Bosch había albergado la esperanza de usar a Edgar como refuerzo, pero después de contarle la situación por el camino, comprendió que no quería cooperar. Bosch pasó al plan B, en el que Edgar era tan sólo el chofer.

– Me esperas aquí, ¿no? -le preguntó a Edgar antes de salir del coche.

– Sí, pero no te dejes matar. No quiero tener que dar explicaciones.

– Haré lo que pueda. Anda, déjame tus esposas y abre el maletero.

Bosch se metió las esposas de Edgar en el bolsillo de la chaqueta y fue a abrir el maletero. De allí sacó su chaleco, se lo puso encima de la camisa y después se colocó la chaqueta para ocultar la pistolera. A continuación levantó el fondo del maletero y la rueda de repuesto, bajo la que guardaba una Glock 17 envuelta en un trapo grasiento. Una vez que hubo comprobado que el arma estaba en condiciones, Bosch se la colocó en el cinturón. Si iba a haber disparos en aquel asalto, no sería con su pistola reglamentaria. Por último, Harry se acercó a la ventana del conductor, se despidió de Jerry y se alejó calle abajo.
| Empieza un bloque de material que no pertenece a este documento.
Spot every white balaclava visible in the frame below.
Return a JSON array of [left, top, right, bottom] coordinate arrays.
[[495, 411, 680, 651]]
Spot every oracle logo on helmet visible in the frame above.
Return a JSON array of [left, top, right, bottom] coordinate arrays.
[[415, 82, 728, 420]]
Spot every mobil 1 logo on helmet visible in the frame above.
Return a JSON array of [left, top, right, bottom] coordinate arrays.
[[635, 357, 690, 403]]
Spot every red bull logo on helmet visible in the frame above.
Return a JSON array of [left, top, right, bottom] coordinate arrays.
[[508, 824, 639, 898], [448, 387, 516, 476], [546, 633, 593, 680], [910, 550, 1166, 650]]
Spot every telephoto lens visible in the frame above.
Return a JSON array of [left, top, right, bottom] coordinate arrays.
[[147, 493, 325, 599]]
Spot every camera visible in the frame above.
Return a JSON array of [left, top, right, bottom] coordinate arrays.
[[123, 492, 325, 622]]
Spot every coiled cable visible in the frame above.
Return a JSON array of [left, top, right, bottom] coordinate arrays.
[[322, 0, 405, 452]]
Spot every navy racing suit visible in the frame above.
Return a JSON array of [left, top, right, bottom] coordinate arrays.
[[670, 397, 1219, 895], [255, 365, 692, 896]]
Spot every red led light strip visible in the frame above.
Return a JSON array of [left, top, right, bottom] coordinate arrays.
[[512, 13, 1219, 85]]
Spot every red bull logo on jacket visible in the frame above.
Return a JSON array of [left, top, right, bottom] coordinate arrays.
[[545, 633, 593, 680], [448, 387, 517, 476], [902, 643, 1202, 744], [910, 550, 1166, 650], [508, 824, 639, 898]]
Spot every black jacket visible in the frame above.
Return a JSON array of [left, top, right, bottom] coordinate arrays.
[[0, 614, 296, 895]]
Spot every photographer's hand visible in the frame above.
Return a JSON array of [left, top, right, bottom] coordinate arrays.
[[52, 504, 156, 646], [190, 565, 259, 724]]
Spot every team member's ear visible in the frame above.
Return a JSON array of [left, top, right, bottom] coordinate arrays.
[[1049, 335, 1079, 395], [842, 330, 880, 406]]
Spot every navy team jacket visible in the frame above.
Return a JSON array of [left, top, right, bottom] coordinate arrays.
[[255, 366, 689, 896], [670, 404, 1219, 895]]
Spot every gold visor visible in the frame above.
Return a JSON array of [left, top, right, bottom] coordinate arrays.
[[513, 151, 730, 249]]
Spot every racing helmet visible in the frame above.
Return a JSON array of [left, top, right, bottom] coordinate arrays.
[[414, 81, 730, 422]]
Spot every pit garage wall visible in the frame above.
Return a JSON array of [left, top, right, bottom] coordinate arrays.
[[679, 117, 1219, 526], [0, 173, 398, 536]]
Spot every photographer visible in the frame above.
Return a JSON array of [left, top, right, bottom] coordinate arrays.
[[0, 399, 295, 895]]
La casa era una pequeña construcción de cemento y yeso muy a tono con el barrio. Bosch saltó la pequeña valla que la rodeaba, se sacó la pistola del cinturón y la mantuvo pegada al costado mientras caminaba junto a la pared lateral. No vio ninguna luz a través de las ventanas, pero sí oyó el sonido apagado de un televisor. Ella estaba allí; lo presentía. Harry sabía que Goshen había dicho la verdad.